Why I Joined the Jump Team
Editor’s note: The following is part of an interview with a member of Operation Underground Railroad’s Jump Team. He talks about some of his experiences and why he became a member of O.U.R.’s elite rescue squad.
I spent a long time in the military doing many different jobs including military operations, military police and then with law enforcement for a number of years with investigations and detective work, specifically dealing with child crimes, child deaths resulting in abuse or neglect.
While traveling, I was taking a trip from Nepal into India and then into Pakistan. I was waiting for my visa to cross from Nepal into India and a young girl, she must have been maybe 10 or 11, came up to me with a laminated piece of paper with photographs of what she has done with older western males and Indians, with sexual positions and prices underneath them. It just really broke my heart.
She had a tattoo branded on her neck. Another group of kids came over, all with the same tattoo. I later found out that this girl had been trafficked from Nepal. She was there on the border and controlled and restricted for the purposes of sex, typically for the truckers who get stuck at the border. That was my first real experience, despite traveling multiple places around the world, that was my first, in my face, this person is being trafficked, experience.
I returned from that trip and decided to apply to an NGO (non-governmental organization) that fights human trafficking. They were looking for two-week volunteers and I said to them, “What about six months to a year?” That NGO just didn’t have much of a budget and told me, ‘We can’t afford to pay you. You’d have to raise your own funds or come up with your own money.’
I sold my house, my car, my motorcycle, everything I owned, maxed out credit cards, and spent a year undercover voluntarily, out of my own money, in Southeast Asia. I worked with a group of guys from a former NGO that originally started anti-human trafficking about 10 years ago. It has since disbanded, but the remaining guys are kind of legends or the forefathers and beginners of undercover work for anti-human trafficking.
So those guys kind of took me under their wing and taught me throughout Southeast Asia and India and through Africa. That’s how that all got started. Money ran out. I’d been away from home for a long time and came back to the States and kind of debated whether to go back into law enforcement or find another NGO that could support me financially to be able to go back over there and continue doing the work.
O.U.R. was looking and reaching out to other NGOs about what their capabilities were to assist or partner with them in different parts of the world. I was very up front and frank about how things operate, which is very different from how they operate in Central and South America.

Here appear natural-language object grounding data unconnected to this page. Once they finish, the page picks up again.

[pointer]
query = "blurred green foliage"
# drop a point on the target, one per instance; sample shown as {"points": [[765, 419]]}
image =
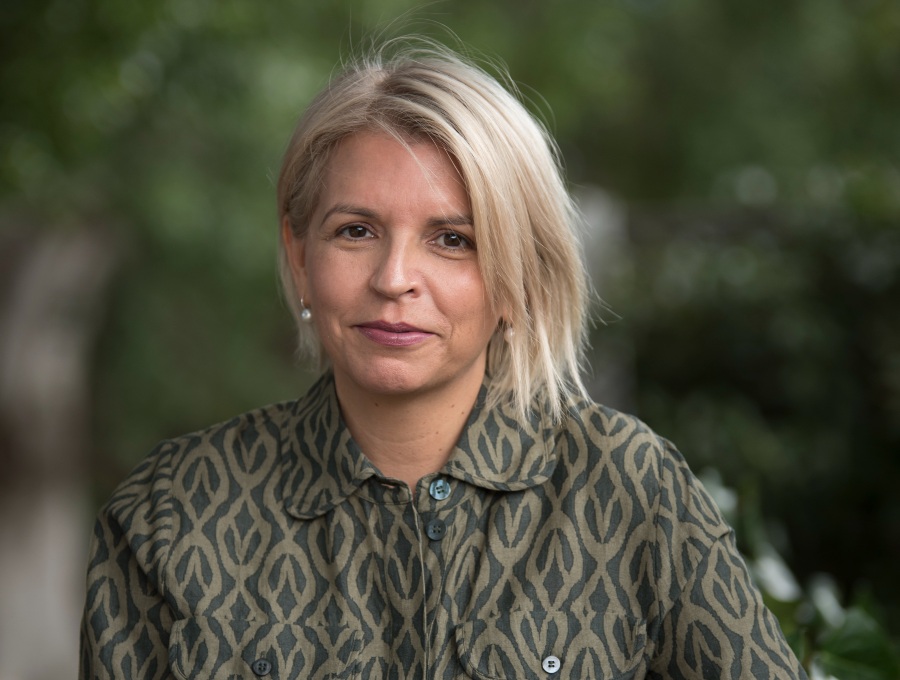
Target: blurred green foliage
{"points": [[754, 146]]}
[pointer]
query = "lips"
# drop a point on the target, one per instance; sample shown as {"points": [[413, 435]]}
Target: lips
{"points": [[393, 334]]}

O.U.R. has had very good success in Latin America and that’s been amazing. Each country and trafficking culture is different and you must adapt how you combat traffickers and how you work undercover specific to the characteristics of each location. There are a lot of considerations as far as cultural, political, language barriers, faith base, a number of different factors that make each location unique.
I wanted to assist O.U.R. by expanding into different parts of the world, and they convinced me to help take them to Southeast Asia, into Thailand and Cambodia, which actually helped because I was being asked to come back by their government to rescue a few Cambodian girls. So, we did make a trip out there and exposed some of the other operatives to how undercover work is done there and how sex tourism is so popular in Southeast Asia. It was a great rescue mission and a great opportunity for O.U.R. to expand into a country that needs their help.

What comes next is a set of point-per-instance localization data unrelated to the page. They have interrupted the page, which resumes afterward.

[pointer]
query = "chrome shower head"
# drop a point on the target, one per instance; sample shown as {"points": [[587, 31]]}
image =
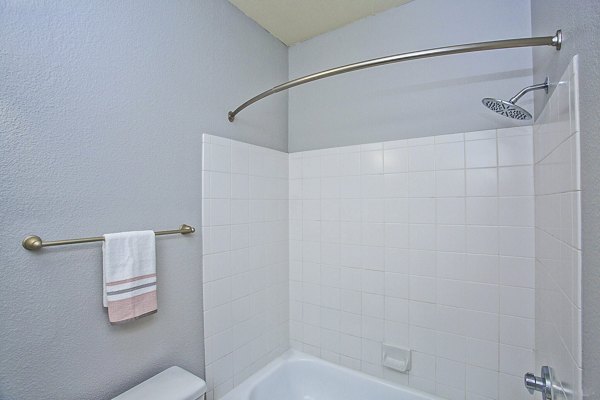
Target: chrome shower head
{"points": [[506, 108], [509, 108]]}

I do not think I could do any other type of work. Every time I go home I think of all the children out there no one is looking for. I think to myself, someone has to be out there looking for those kids. They have no voice to be heard. The cause seems so overwhelming and there are so many children enslaved in this world but whether we rescue one or one hundred, it matters to each and every individual whose life is changed. That is why I keep doing this.
I do not know what has happened to that little girl in Nepal. Since I’ve been in this industry, in this position with O.U.R, personally, within my heart I want to do this work until I can find that girl. There have been many girls, boys, children, lost souls, but that’s the one that keeps me up at night. The one I want to find.